What this means is that academic institutions currently using the A2X can contact Arcam for a special hardware key that is connected to a specific machine and nominated person. After a review and assessment of training needs, the keys, which will unlock the development setting on the system, will be delivered this November. This will allow researchers to access a wider range of parameters and develop new materials and processes. The key does not unlock the system’s security features, however.
“We see this as a first step in giving our customers in academia the possibility to customize how materials are melted and the Arcam team will work together with them to further enable process, sensor and hardware customization to unlock the true potential of the EBM technology,” said Elfström.
Universities and research institutions not currently using A2X are being offered 10 systems with special pricing. Currently, the system is being used in 13 universities and 7 institutes across North America, Europe and Asia for some groundbreaking research projects. For example, Oak Ridge National Laboratory (ORNL) has been using the A2X to show that EBM techology is capable of controlling the resulting microstructure with high precision within a component. The University of Erlangen-Nuremberg, meanwhile, has used an earlier version of the A2X platform to build a full-length single crystal CMSX-4.

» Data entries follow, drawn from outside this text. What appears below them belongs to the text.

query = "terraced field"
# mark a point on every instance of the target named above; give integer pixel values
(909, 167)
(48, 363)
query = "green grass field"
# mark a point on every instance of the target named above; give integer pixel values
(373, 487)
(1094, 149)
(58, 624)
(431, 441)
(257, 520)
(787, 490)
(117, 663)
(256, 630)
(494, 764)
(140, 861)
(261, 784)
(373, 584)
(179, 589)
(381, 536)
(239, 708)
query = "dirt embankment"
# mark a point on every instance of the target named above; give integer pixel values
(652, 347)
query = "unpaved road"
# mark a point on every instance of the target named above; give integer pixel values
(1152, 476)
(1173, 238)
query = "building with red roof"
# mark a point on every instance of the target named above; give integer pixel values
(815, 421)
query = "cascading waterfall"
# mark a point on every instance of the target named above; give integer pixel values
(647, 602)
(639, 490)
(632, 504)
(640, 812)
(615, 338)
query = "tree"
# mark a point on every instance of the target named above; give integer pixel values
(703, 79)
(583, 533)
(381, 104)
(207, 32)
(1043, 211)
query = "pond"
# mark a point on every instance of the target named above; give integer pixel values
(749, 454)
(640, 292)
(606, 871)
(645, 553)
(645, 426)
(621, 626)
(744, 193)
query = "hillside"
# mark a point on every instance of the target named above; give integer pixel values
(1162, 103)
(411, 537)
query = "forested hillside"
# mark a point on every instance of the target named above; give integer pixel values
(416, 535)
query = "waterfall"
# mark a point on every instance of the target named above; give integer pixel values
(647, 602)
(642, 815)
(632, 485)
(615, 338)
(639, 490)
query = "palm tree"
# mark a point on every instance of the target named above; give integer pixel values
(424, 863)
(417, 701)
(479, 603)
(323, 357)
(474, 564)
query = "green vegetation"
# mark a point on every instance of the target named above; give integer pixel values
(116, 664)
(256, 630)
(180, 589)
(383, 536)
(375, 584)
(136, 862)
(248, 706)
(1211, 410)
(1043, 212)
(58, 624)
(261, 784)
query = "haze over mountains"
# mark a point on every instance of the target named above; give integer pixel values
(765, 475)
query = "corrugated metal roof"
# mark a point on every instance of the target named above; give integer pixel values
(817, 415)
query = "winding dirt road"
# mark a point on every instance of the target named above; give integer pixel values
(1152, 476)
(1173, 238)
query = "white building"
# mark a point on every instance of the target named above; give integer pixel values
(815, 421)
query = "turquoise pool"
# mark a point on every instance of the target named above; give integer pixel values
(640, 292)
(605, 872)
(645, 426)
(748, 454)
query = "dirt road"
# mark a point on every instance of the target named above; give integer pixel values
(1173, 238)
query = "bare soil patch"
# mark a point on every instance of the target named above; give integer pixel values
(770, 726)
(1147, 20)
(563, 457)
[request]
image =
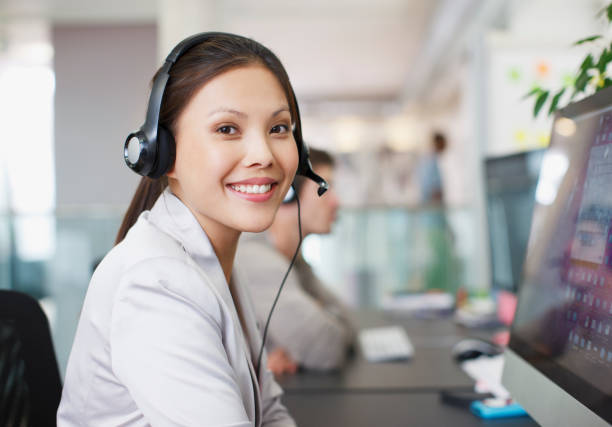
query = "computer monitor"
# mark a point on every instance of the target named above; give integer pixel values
(558, 363)
(511, 182)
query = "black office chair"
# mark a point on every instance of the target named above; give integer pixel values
(30, 384)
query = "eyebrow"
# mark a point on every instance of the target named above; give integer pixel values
(243, 115)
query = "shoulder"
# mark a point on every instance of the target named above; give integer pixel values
(151, 264)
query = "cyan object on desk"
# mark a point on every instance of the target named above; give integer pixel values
(480, 409)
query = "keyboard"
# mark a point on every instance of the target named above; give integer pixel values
(385, 344)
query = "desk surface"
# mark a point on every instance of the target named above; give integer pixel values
(385, 409)
(431, 368)
(390, 394)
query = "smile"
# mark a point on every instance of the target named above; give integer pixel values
(260, 192)
(252, 189)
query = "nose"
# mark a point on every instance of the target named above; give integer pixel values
(258, 153)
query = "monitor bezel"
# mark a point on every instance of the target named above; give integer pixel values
(581, 390)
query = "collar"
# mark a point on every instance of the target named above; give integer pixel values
(173, 217)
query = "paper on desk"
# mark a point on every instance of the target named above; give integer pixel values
(487, 372)
(418, 302)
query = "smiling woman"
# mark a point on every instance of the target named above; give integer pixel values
(168, 335)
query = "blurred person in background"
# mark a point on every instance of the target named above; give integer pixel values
(310, 327)
(429, 176)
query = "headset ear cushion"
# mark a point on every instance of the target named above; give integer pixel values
(166, 152)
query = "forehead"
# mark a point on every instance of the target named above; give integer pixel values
(251, 86)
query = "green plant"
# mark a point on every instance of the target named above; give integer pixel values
(594, 73)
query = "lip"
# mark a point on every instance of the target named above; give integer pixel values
(254, 181)
(252, 197)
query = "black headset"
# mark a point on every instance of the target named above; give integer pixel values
(150, 151)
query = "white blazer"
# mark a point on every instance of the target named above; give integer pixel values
(159, 340)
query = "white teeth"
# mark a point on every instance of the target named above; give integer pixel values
(252, 189)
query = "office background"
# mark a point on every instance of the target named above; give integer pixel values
(374, 80)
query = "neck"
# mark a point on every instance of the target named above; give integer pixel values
(224, 245)
(223, 239)
(284, 233)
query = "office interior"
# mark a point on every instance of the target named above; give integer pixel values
(374, 81)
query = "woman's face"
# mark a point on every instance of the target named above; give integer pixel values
(235, 151)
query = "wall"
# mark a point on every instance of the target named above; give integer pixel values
(102, 81)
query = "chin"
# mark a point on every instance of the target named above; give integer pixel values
(257, 226)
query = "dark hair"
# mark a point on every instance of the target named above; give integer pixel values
(439, 142)
(317, 158)
(192, 70)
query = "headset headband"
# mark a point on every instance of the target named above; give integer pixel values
(150, 150)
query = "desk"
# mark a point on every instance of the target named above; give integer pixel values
(385, 409)
(390, 394)
(431, 368)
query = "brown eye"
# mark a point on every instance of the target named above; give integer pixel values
(227, 130)
(279, 129)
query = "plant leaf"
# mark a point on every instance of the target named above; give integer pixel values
(587, 63)
(603, 60)
(540, 100)
(587, 40)
(536, 90)
(555, 101)
(581, 81)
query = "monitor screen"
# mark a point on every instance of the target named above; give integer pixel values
(511, 182)
(563, 324)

“We have only just scratched the surface of what is possible with EBM technology,” Elfström said. “With this initiative we hope to further encourage our academia customers to join us in exploring and showing the possibilities with this technology and in doing so influence our product development in the mid to long-term. By opening up the A2X we also want to empower and inspire the next generation of engineers and materials scientists to fulfil the potential of additive. By removing constraints and barriers to make additive technology platforms and parameters as open as possible, we want these smart minds to think even more laterally, around corners and invent and innovate.”